O Estado de S. Paulo
Na transição energética, por causa da grave
crise do clima, falta de energia limpa deve ser vista como estrutural
O aquecimento do planeta pode parecer o
problema de fundo, mas quase todas as discussões sobre o clima se concentram
sobre o principal: escassez de energia limpa.
Até quando se fala em mercado de crédito de
carbono, a questão ainda é produção de energia. Desmatamento é coisa séria, mas
não é o tema mais importante quando se produzem conferências e mais
conferências sobre a grave crise do clima.

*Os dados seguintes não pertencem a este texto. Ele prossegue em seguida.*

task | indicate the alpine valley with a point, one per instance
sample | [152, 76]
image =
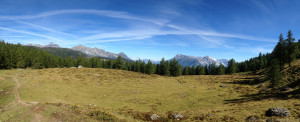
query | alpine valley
[183, 60]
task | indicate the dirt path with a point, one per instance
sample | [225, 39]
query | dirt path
[17, 97]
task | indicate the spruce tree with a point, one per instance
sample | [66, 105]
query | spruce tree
[149, 68]
[274, 75]
[291, 47]
[185, 71]
[220, 70]
[175, 68]
[231, 66]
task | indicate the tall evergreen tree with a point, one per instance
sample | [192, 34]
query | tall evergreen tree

A disparada dos preços do petróleo e do gás natural (veja gráfico) está sendo atribuída a problemas aleatórios ou localizados, um de cada vez. Foram ventos fracos que reduziram a produção de energia eólica e obrigaram ao aumento da utilização de energia térmica a gás. Foi a disparada do calor no último verão do Hemisfério Norte que aumentou o consumo de energia elétrica para refrigeração dos ambientes. Foi o desestímulo dado à produção de gás de xisto pela nova política ambiental do presidente Joe Biden que paralisou os investimentos no setor. Foi a suspensão da produção causada no Golfo do México pelo furacão Ida. Foi a retomada da atividade econômica depois da pandemia que passou a exigir mais energia. Foi a crise hídrica, como a que atingiu em cheio o Brasil, que exigiu mais geração de energia de fontes térmicas. Enfim, no mundo os preços da energia estão disparando, turbinando a inflação e colocando em risco o crescimento econômico global.

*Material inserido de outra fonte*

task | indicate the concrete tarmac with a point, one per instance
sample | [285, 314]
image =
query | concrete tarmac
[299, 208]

Embora com aparência fortuita, essa
escassez deve ser vista como estrutural. Ainda nesta quarta-feira, o
secretário-geral da Opep+, Mohammad Barkindo, advertiu que a transição
energética está desorganizando a oferta de gás natural. Tudo se passa como se
todo o sistema global de produção de energia estivesse vulnerável.

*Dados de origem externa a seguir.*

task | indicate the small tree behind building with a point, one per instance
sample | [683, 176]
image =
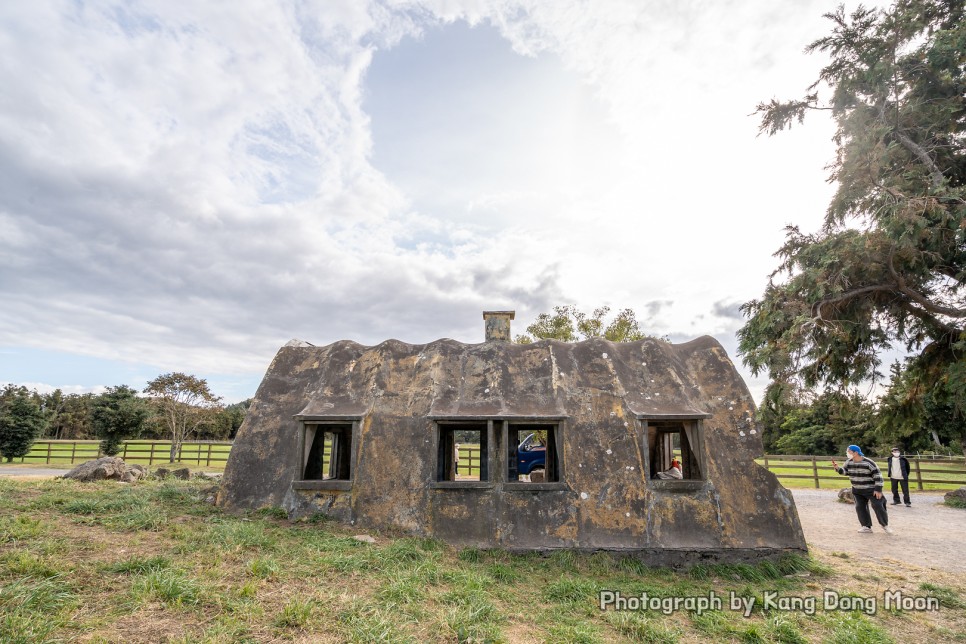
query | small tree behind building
[116, 415]
[185, 403]
[21, 422]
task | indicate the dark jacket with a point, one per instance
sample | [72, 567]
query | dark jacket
[903, 466]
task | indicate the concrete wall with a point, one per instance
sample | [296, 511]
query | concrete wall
[606, 499]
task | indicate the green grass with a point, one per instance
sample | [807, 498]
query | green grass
[77, 560]
[951, 474]
[155, 453]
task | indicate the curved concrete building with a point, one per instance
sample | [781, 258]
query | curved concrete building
[370, 436]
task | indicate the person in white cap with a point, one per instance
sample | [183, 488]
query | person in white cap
[898, 468]
[866, 488]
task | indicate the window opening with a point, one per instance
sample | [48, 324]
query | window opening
[674, 449]
[532, 455]
[462, 452]
[328, 455]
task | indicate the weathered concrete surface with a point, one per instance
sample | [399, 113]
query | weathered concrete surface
[601, 390]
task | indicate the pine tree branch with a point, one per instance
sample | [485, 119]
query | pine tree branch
[920, 299]
[934, 172]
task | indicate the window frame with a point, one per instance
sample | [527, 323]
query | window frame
[555, 446]
[695, 443]
[319, 423]
[446, 425]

Um dos mais importantes debates, que
coincide com os da Cúpula do Clima da ONU (COP 26), a ser realizada em novembro
na Escócia, gira em torno de saber se a substituição dos combustíveis fósseis
por energia limpa não está sendo rápida demais; ou, em outras palavras, se a
geração global de energia sustentável, embora já atrasada, não está dando conta
do aumento da demanda. Não é o tipo do problema que muitos ecologistas
gostariam de discutir, porque para eles não há urgência maior do que deter o
aquecimento do planeta.
Por toda a parte, os governos estão impondo
metas cada vez mais rígidas para descarbonização ou encurtando os prazos para
substituição dos veículos a combustíveis fósseis por veículos elétricos. Mas
tais metas não vêm sendo cumpridas. E o ritmo da produção de energia elétrica,
que move os motores dos carros elétricos, está lento demais em relação ao
pretendido.
Os investimentos em energia eólica e solar
dos quais depende o combustível do futuro, o hidrogênio verde – cuja produção,
por sua vez, exige alto consumo de energia elétrica –, são muito altos e até
agora apenas incipientes.
Uma das sugestões recorrentes dos
ambientalistas é a de que não é mais possível crescer ao ritmo das últimas décadas
e que, portanto, seria preciso mudar o paradigma, reduzir substancialmente o
consumo e viver menos perdulariamente. Uma forte redução do ritmo de
crescimento econômico seria perfeitamente possível, mas cobrará certos preços:
aumentaria o desemprego; retardaria o desenvolvimento dos países mais pobres; e
aumentaria o risco de crises políticas, como a dos movimentos autoritários.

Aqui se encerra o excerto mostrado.